In this study, neoadjuvant taxanes for RAAS of the breast leads to improved distant metastasis free survival and overal survival in patients treated with NACT compared to no NACT.
与放射相关的乳腺血管肉瘤(RAAS)是一种预后较差的罕见恶性肿瘤。由于缺乏数据,手术单独或手术联合(新)辅助化疗(NACT)和/或再放疗的最佳治疗策略仍不确定,且各不相同。本研究旨在评估基于紫杉烷的 NACT 的潜在获益。
在这项回顾性单中心研究中,纳入了 1994 年至 2024 年间治疗的所有乳腺 RAAS 患者。自 2018 年以来,NACT 被认为是我院该患者群体的一种治疗选择。比较了接受和未接受 NACT 的患者的肿瘤学结果差异。

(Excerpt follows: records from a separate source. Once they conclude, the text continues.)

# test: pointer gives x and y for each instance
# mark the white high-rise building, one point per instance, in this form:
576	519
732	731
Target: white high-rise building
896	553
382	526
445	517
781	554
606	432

共纳入 35 名女性。13 名(37%)接受了 NACT,其中 5 名(39%)还接受了新辅助再放疗联合高温治疗。11 名患者(85%)接受了紫杉醇治疗,另外 2 名(15%)接受了多柔比星/多西他赛。9 名患者(69%)达到完全病理缓解。接受 NACT 的患者中位随访时间为 41 个月(范围 24-56),未接受 NACT 的患者中位随访时间为 44 个月(范围 20-108)。在 NACT 组中,只有 1 名患者在 6.5 年后复发。与未接受 NACT 的患者相比,接受 NACT 的患者在 3 年局部无复发生存率(100% vs. 63.9%,p=0.14)、无远处转移生存率(100% vs. 47.5%,p=0.005)和总生存率(100% vs. 56.1%,p=0.016)方面均有改善。
在这项研究中,与未接受 NACT 的患者相比,乳腺 RAAS 患者接受新辅助紫杉烷治疗可改善无远处转移生存率和总生存率。